Bewertung eines Experten

Konkrete Kunst und Konstruktivismus agieren seit 100 Jahren, in der Regel abseits aller Modetrends, mit langem Atem und aus der Beschränkung auf mathematisch-künstlerische Prinzipien heraus mit nach wie vor überraschenden Resultaten. Eine Vielzahl von Künstlern entwickelt aus scheinbarer Einfachheit komplexe Gebilde und findet oft zu einem unverwechselbaren Personalstil.

In Schleswig-Holstein und darüber hinaus bekannt sind Künstler wie HD Schrader oder Ulrich Behl. Karsten Hein arbeitet mit ihnen auf Augenhöhe.

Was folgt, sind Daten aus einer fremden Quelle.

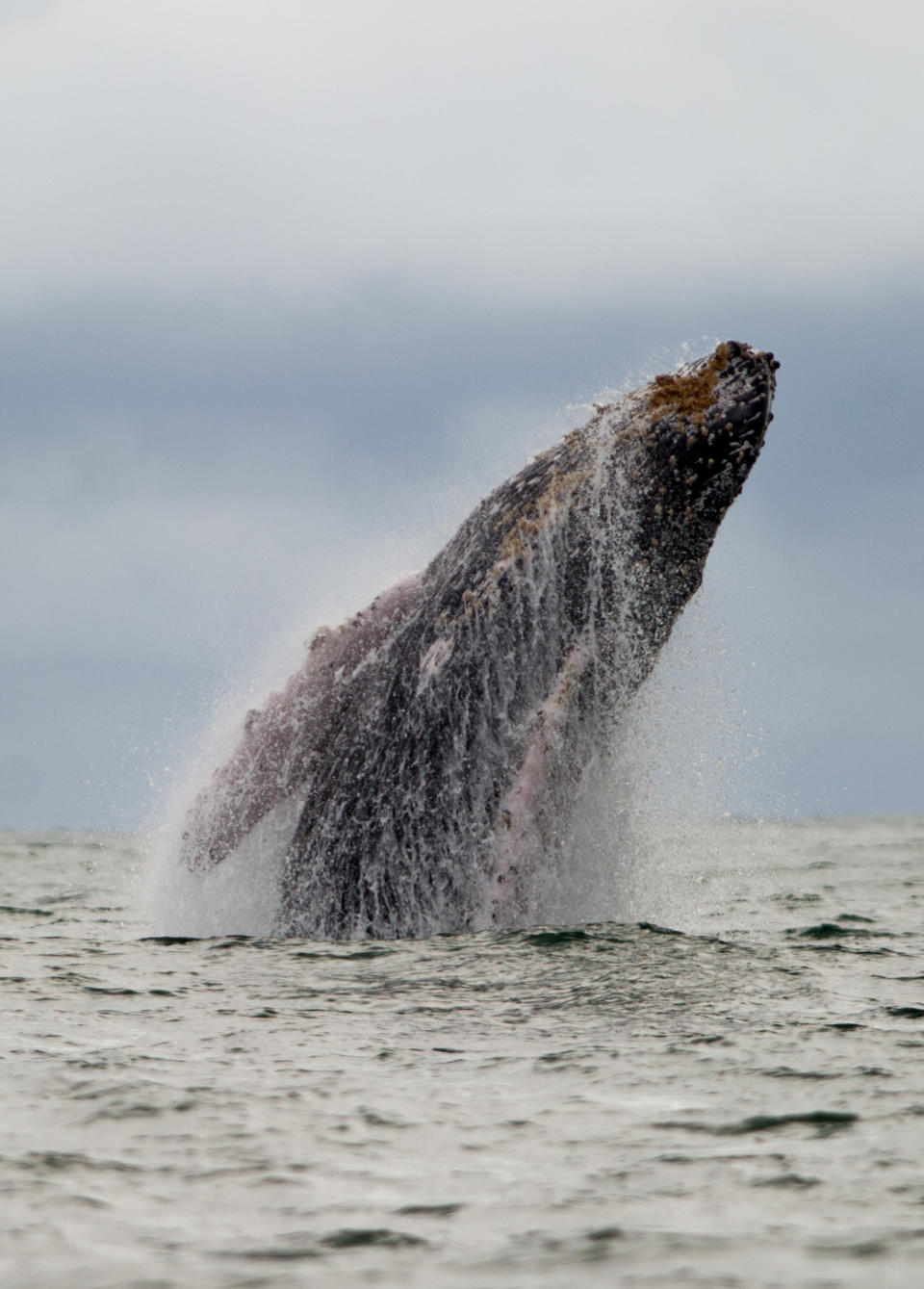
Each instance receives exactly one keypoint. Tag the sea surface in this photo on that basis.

Dass er, obwohl in Norderstedt ansässig, hierzulande weniger präsent ist, liegt hauptsächlich an seiner Orientierung zu seiner Geburtsstadt Hamburg hin, wo er nach seinem Studium an der HfBK seit 1966 als Dozent und seit 1980 bis zu seiner Pensionierung als Professor an der Fachhochschule lehrte.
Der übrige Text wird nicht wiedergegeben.